Re: Am I the only person...
I have done work for both BBC, and Sky but not for a couple of *years.*
I don't currently have *any* business interests with *either* party, I do have *mates* at *both* places. It's been long enough that I didn't think it was relevant, fair cop.
I don't teach maths, for which we may both be grateful, but even at £1 a day, I still think a machine which takes in unskilled people and turns them into taxpayers is worth having.
As to the basic point, regressive and unfair are the charges levied at the funding model.
I don't really have a good argument to defend one funding model over another, as you may have noticed, I am not a mathematical sophisticate ;)
*So if you define “fairness” as a) paying proportionate to your income, and b) paying for what you use, then on both counts, the TV Licence is less “fair” than the Poll Tax.*
I think of the BBC as a big school.
I paid a "unfair" proportion of my income which increased as my usage of schools declined, seems to be the argument. We do all use the BBC, just like we all use schools. Doesn't really matter if we don't watch it/dont attend school much.
The proportionate to income is a red-herring VAT is 20% on stuff, it's not 15% if you have less cash this week. Why should paying for thing X be "fair" when life more generally is not? if a more fair society is the goal, why changing the way people pay for a TV license, rather than something more weighty (minimum income for all people perhaps)
*What Whittingdale did say was the £145.50 was archaic and “unsustainable” in the long-run because viewing habits have changed.*
Well, as I've said, I think he's right, getting such good value for money from the public purse is "archaic" and "unsustainable". £145.50 buys the public the sort of efficiencies of scale that means business must compete with, long term, real quality. The BBC put out IPlayer, that meant the UK freelance market suddenly got an injection of highly skilled people in the field of video streaming.
This didn't raise the license fee but, did result in quite a bit of "knowledge capital" going back into the public pool, money changed hands and so that £145.50 has a some knock on "value" effects, but basically it's very good value for money, and he's right, that really is "archaic".
It's actually a fairly "poor" payer compared to market rate, frankly you don't work there purely for the money, from a hard headed business perspective, if a steady stream of people are prepared to give the nation a discount on market rates, that saves us all some serious money, which really is "unsustainable".

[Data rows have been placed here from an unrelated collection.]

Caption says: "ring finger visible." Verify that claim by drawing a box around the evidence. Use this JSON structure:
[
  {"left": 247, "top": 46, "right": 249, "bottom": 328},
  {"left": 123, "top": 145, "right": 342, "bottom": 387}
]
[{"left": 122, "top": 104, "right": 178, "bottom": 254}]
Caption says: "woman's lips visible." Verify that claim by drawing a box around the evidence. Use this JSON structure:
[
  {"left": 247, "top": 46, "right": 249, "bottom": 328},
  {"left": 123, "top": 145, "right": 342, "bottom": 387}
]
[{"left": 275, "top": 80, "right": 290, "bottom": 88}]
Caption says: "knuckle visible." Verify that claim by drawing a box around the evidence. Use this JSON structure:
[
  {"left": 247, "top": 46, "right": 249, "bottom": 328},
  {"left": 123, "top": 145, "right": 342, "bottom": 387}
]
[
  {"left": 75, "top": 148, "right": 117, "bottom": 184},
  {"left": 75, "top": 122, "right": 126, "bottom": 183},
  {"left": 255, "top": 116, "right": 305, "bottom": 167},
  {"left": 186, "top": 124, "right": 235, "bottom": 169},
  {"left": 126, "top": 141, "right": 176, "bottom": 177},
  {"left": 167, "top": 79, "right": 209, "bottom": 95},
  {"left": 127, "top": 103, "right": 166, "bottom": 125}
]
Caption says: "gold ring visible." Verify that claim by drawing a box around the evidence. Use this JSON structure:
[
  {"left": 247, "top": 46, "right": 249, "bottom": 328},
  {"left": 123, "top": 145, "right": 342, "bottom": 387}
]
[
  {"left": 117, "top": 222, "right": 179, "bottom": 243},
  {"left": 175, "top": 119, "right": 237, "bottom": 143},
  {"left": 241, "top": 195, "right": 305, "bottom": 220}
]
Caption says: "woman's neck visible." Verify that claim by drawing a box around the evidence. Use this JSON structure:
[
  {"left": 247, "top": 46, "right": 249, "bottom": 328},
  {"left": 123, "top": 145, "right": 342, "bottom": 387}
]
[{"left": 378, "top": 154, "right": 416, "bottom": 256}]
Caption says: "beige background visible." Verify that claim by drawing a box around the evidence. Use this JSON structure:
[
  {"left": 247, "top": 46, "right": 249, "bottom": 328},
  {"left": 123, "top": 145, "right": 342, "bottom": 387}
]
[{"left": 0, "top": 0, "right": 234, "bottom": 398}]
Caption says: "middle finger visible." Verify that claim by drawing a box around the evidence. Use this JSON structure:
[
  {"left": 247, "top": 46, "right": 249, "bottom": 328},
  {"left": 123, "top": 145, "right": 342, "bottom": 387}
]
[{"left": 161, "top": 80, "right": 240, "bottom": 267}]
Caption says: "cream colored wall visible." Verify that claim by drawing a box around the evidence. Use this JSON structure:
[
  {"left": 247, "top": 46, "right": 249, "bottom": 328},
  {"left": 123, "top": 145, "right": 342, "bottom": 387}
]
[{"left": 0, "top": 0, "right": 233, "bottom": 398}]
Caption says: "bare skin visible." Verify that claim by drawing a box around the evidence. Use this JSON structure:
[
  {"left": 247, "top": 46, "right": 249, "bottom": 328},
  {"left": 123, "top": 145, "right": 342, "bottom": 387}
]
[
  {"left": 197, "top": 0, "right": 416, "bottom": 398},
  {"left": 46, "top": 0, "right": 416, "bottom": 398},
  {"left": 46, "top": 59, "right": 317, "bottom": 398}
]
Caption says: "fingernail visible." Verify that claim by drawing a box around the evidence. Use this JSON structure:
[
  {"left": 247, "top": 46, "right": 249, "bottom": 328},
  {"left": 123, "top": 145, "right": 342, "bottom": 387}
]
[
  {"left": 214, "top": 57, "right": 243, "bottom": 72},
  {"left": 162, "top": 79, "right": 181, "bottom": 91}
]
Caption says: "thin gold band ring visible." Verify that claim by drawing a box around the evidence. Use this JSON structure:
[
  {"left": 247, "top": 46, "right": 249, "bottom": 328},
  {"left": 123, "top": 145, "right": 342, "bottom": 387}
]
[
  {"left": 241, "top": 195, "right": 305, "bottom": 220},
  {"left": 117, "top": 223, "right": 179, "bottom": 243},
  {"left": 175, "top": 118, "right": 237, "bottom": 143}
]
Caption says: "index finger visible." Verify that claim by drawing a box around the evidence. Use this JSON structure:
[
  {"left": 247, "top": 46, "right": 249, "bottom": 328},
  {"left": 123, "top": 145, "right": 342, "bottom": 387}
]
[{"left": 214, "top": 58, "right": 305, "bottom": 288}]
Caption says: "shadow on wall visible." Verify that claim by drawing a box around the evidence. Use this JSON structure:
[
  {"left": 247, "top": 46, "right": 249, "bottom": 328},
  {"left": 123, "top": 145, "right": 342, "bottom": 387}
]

*Nor is adding BBC funding to income tax very popular, even though it addresses one half of the “fairness test” quite satisfactorily.*
Personally, I'd just put the license fee up to cover the non-payers, and not worry about chasing them that don't want to pay it, it's likely cheaper then the cost of enforcement. It has the added value that it requires very little cost to implement. The richer people would pay it, making it a quid a day would cover the non-payers.
Thankfully you already crunched the exact numbers These are sums anyone can do. If 20 per cent of today's payers stopped paying altogether, 40 per cent paid more (double today's fee, or £5.59 per week) and 20 per cent paid treble (or £8.39 per week) then the BBC's income from UK residents would exceed £5bn a year, compared with the £3bn it raises through the current system.
http://www.theregister.co.uk/2015/02/26/dont_pay_bbc_no_dr_who_uk_mp/?page=2
Having a TV doesn't require a license and you don't have pay the BBC anything to benefit from it's output.
given I think that the way we use the BBC should be viewed as a long term move like having schools, having a state broadcaster is basically a better population of workers / knowledge cross-pollination.
It's a massive export, they do lots of stuff which results in the country earning a nice few quid, okay it's arcane and frankly weird.
But I think it's sound for us to pay for it in the way we do, basically on the grounds of it basically makes money in the long run, it actually employes lots of people, and 40p a day is small beer compared to the $waste_of_public_money generally found in our large public institutions.
Conditional Access is basically a giant money spinner for the vendors of C/A systems and a pain for everyone else, the license fee works, leave alone, but don't infest normal TV with cards/accounts/subscriptions. Everybody gets TV, everybody can plug in a TV, everyone knows exactly how much a license costs. It's a model of universal coverage and relatively efficent tax collection, which is free at point of use and transparent as to price. I as a layman know virtually no exact cost for the services I contribute to, health education, etc, but I know how much the licence fee is.
Why change that?
There are lots of things about the specifics of the way people pay for services which seem unfair, but that
I also don't really think fairness when it comes to a way of paying for stuff is a concern.
We basically live in a country where things have a price, if you don't want to pay the price, you don't have to have the service, now that is harsh but the way of things.
I don't need a TV but I do need childcare to work, I can't do anything about that cost other than pay it or do without childcare, I can't pay my rent without working, so I need childcare. When he's got something to say about that, perhaps, I'll take him seriously.